La susodicha estuvo a punto de encogerse de hombros y responder que no tenía la más remota idea de cómo debían proceder a continuación, pero se vio sobrepasada por Giacomo, que decidió tomar las riendas de la situación por el momento.

–Creo que lo primero que deberíamos hacer es tapar al doctor Krum lo mejor que podamos mientras nos ocupamos de sus restos –repuso casi de inmediato. Sin embargo, no tenía la más remota idea de cómo se ocupaba la gente de Odre de los fallecidos o de si el susodicho prefería ser enterrado en Los Páramos. Miró a su alrededor en busca de alguna pista o una señal de apoyo, pero no vio más que alivio en el rostro de Violeta porque él hubiese tomado la batuta, una especie de indecisión extraña en la cara de André, indiferencia absoluta en la expresión de Lysette y una fascinación que rayaba lo enfermizo en el rostro de Xeo, que afortunadamente comenzaba a desvanecerse. Carraspeó un poco para llamar su atención–. ¿Sabes dónde podemos encontrar a ese tal Gendron? –le preguntó con un atisbo de esperanza.

–¿Por qué al abuelo? –inquirió Lysette alzando una ceja, fue una pregunta llena de curiosidad sincera–. ¿Crees que maneja los hilos por aquí?

–No tengo la más remota idea –respondió encogiéndose de hombros–, y la verdad es que no me importa mucho si lo es o no –suspiró–. Quiero buscarle a él porque, de momento, es la única persona del pueblo que parece confiar en nosotros, y la única que podrá ayudarnos a ponernos en marcha de nuevo. Además –suspiró de nuevo, pero esta vez mucho más profundo, vaciando por completo los pulmones. Aquello era lo que menos le apetecía hacer de todo; no es que hubiera algo que le gustase de las tareas anteriores, pero ninguna de ellas le aborrecía tanto como esta última. Sabía que, además de agotadora y, con toda seguridad, abrumadora, sería también peligrosa–, tenemos que alertar a la gente sobre lo que ha pasado aquí. No queremos que vuelvan a sus casas o pasen por algún callejón y sean atacados por una de esas... –trató de buscar una palabra que no fuera demasiado ofensiva, en el fondo no dejaban de ser los hijos del difunto Ernest Krum, o algo que se les parecía terroríficamente tanto a ellos porque no dejaban de haber sido creados a partir de sus cuerpos, y, además, porque habían pasado demasiado como para olvidarse de ellos sin más, sólo porque su desesperado padre les hubiera hecho algo semejante. «Cosas» era la primera, y casi la única, palabra que llegaba a su cabeza, y la lucha por descartarla era constante– criaturas. –sentenció finalmente. No era el mejor término, pero lo consideraba mucho menos insultante.

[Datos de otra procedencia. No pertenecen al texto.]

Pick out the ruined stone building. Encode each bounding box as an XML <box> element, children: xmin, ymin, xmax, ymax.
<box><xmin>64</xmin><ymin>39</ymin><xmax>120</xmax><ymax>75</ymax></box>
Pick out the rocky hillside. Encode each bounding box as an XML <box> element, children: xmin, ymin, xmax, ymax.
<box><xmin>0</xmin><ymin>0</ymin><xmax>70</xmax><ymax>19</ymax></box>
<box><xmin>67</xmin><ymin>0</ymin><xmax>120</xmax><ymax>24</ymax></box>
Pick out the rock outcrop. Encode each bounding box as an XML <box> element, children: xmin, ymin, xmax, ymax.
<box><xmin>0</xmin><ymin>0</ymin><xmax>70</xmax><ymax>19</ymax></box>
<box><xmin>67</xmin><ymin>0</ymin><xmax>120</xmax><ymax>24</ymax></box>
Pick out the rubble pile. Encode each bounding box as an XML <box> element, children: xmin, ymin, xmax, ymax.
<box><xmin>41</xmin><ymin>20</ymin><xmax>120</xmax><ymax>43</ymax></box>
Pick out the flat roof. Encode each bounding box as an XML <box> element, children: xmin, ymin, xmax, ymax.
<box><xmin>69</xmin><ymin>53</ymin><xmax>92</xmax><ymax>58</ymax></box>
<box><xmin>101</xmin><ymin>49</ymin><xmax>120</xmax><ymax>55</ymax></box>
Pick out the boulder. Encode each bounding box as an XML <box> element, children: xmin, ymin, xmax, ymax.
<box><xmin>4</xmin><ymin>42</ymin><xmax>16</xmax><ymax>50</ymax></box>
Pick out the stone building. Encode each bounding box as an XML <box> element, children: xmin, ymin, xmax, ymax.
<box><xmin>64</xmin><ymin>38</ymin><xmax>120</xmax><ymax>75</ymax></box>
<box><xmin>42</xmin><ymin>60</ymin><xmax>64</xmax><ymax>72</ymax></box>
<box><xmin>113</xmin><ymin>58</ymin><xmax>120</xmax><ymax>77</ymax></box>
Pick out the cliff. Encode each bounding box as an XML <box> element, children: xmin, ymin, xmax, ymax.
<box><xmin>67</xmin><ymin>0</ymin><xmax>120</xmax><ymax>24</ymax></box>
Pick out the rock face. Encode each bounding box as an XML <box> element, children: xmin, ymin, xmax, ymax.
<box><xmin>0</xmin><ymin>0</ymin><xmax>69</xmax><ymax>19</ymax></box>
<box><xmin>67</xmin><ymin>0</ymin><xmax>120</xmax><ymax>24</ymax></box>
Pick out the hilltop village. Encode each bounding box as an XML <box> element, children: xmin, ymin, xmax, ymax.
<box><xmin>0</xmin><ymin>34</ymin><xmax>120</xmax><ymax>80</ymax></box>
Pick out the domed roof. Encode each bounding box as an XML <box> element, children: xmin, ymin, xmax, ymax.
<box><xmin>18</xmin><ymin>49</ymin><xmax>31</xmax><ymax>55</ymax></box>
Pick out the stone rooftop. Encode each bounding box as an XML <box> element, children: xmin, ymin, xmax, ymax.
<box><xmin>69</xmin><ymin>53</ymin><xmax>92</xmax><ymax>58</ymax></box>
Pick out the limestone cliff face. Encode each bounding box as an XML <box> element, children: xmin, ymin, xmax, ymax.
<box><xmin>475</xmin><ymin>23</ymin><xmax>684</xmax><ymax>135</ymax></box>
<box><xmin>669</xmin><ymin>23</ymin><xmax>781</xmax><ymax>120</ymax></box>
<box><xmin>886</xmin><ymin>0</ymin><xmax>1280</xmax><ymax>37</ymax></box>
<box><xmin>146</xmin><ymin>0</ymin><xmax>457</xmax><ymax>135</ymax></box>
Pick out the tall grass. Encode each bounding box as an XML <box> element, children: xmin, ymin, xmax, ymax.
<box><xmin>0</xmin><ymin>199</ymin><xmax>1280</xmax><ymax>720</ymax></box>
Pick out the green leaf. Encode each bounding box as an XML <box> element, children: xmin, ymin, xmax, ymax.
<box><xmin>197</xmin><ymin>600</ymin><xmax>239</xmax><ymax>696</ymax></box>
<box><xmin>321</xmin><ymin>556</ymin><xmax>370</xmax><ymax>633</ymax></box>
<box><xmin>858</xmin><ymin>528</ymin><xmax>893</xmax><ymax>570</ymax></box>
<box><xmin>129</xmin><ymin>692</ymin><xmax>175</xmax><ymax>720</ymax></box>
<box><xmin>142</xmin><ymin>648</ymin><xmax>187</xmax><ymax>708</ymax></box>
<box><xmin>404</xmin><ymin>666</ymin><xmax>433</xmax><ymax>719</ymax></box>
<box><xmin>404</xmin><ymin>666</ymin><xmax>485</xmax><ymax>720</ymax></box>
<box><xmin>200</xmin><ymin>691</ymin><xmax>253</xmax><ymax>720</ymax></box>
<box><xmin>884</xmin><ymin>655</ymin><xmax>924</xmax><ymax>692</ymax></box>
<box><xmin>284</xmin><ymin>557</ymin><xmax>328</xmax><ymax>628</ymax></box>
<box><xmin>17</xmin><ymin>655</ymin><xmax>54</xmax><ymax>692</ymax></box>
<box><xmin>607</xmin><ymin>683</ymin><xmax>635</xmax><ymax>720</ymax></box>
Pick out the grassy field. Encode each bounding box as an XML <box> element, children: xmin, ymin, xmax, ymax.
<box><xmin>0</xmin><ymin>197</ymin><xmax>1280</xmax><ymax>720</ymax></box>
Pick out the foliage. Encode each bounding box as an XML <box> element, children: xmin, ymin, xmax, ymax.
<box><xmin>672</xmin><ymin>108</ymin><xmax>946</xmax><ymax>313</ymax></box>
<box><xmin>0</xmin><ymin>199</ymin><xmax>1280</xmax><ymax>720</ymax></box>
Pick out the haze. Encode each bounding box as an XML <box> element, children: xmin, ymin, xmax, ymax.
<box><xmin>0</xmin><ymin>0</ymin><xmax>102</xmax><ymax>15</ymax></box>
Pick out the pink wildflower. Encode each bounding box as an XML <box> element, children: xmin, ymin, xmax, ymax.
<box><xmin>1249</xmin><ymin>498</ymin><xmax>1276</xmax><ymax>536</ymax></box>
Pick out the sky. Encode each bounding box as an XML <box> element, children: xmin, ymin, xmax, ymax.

Lysette asintió lentamente. No estaba en absoluto de acuerdo con la idea de ocuparse de los restos de Krum, pero sí comprendía que tenían el deber de dar la alarma sobre la fuga de aquellas dos criaturas. En su fuero interno no podía dejar de revivir aquél instante.

El aspecto de aquellas cosas era atroz e incluso vomitivo, pero no había sido la peor parte, por sorprendente que pudiera sonar. Ni siquiera lo fue la visión de aquellos órganos paralizados que se podían entrever en los listones de metal con el que sus torsos estaban parcialmente cubiertos; la única razón por la que habían sido recolocados era, simplemente, por dar el pego. Para aparentar que aquellas criaturas estaban tan vivas como los demás. Tampoco lo fue ver la placa protectora de hierro del corazón, sino éste. O, para ser más exactos, los latidos de este.